Die Kurse purzeln bei der Credit Suisse. Schafft die Schweizer Großbank noch die Kehrtwende? Foto: ARND WIEGMANN/REUTERS

Es ist gerade DIE Horrorgeschichte am Finanzmarkt: Der Aktienkurs der Schweizer Bank Credit Suisse (CS) rauschte in den vergangenen Tagen in den Keller, nahm auch andere Großbanken wie die französische BNP Paribas mit.


Die Angst vor einem neuen Bankenbeben geht um, Gerüchte treiben die angeschlagene Schweizer Großbank in die Ecke. Wiederholt sich 14 Jahre nach der Lehman-Pleite ein ähnliches Desaster? Wie schlecht geht es der Bank?

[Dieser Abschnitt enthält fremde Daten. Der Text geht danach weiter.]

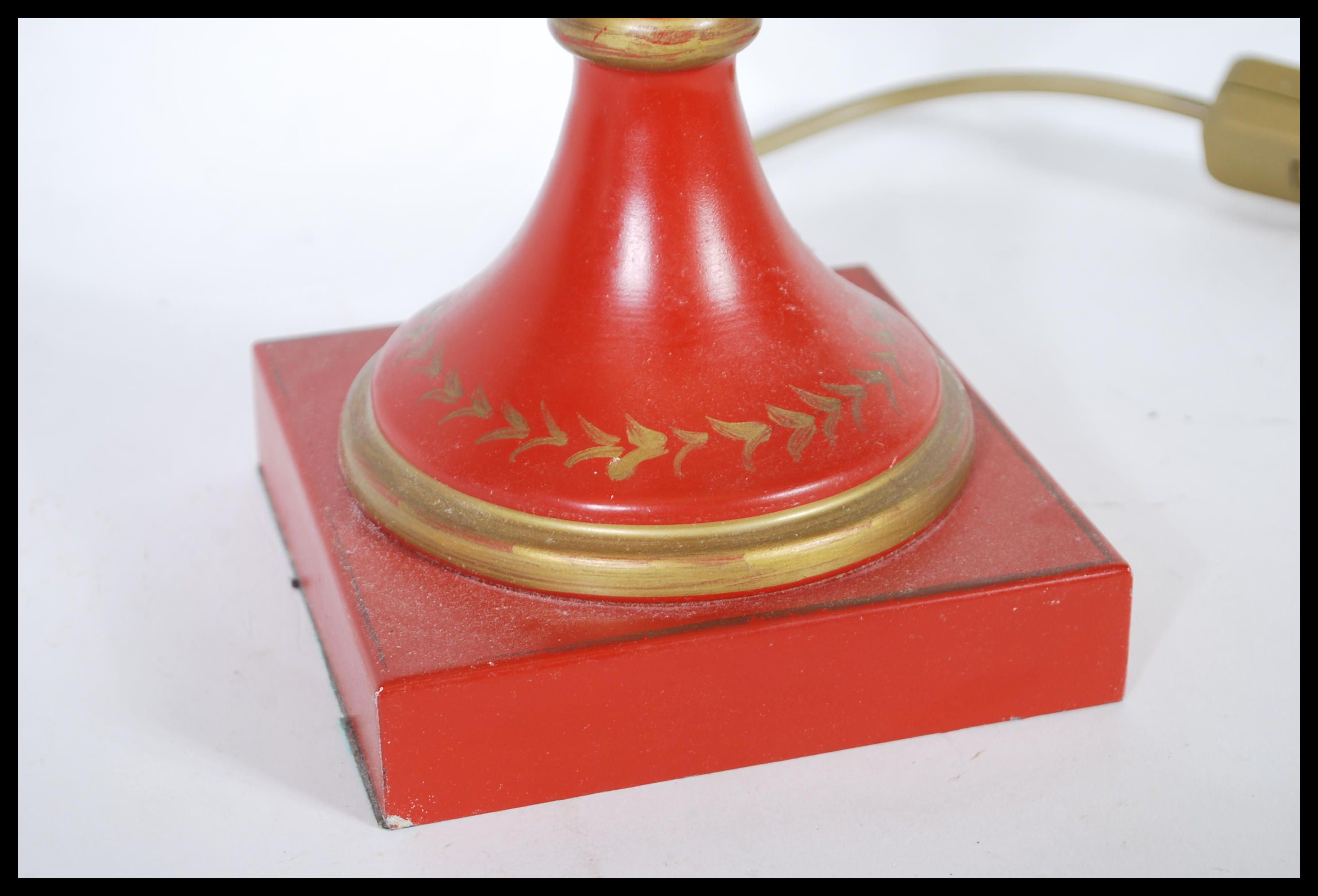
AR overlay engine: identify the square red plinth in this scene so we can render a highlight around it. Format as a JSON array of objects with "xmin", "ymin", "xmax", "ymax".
[{"xmin": 256, "ymin": 269, "xmax": 1131, "ymax": 827}]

BILD beantwortet die wichtigsten Fragen.

Marktkapitalisierung um 80 Prozent eingebrochen

Seit Anfang 2018 ist der Aktienwert um 80 Prozent eingebrochen. 2017 hatte die Bank mit heute rund 50 000 Mitarbeitern noch einen Börsenwert von 45 Milliarden Franken, heute sind es nach einem Rekordtief in der vergangenen Woche nur noch rund zehn Milliarden Franken (rund 10,31 Milliarden Euro). Skandale haben Vertrauen gekostet Die Bank hat vor allem viel von ihrem wertvollsten Kapital verspielt: Vertrauen.

2019 empörte die Bank mit einer Spitzelaffäre. Sie ließ einen abtrünnigen Mitarbeiter in Gangstermanier auf der Straße beschatten, weil sie fürchtete, er könne lukrative Kunden mitnehmen. Dann rissen 2021 die Probleme des Finanzkonglomerats Greensill und der Zusammenbruch des US-Hedgefonds Archegos die Bank in die roten Zahlen.

Es folgten Verurteilungen wegen eines Korruptionsskandals in Mosambik, weil die Bank Geldwäsche einer bulgarischen Mafia nicht unterband sowie wegen Betrugs eines Mitarbeiters auf Bermuda. Gegen manche wehrt die Bank sich noch. Dazu kamen dieses Jahr negative Schlagzeilen über mögliche Konten Krimineller und korrupter Staatschefs bei der Credit Suisse.


Das kann die Credit Suisse noch retten

Anke Reingen, Analystin der Investmentbank RBC Capital Markets, schreibt in einer Studie: „Die CS muss entschlossen handeln, um ihre Geschäfte zu stabilisieren, ihre Glaubwürdigkeit zurückzugewinnen und ihre Rendite zu verbessern."

Doch wie soll das gehen? Mit frischem Kapital: vier bis sechs Milliarden Franken (4,12 bis 6,18 Milliarden Euro).

Und es gibt ein weiteres Problem: Im derzeitigen Umfeld mit hoher Inflation und drohender Rezession an frisches Kapital zu kommen ist äußerst schwierig.


RBC-Analystien Reingen zufolge hat die Bank drei Optionen:

▶︎ Kapitalerhöhung: Eine Möglichkeit, an die Milliarden zu gelangen, ist die Ausgabe neuer Aktien. Allerdings würden so die Anteile der Altaktionäre stark verwässert werden und diese mussten bereits seit Jahresbeginn ein Minus von saftigen 60 Prozent einstecken.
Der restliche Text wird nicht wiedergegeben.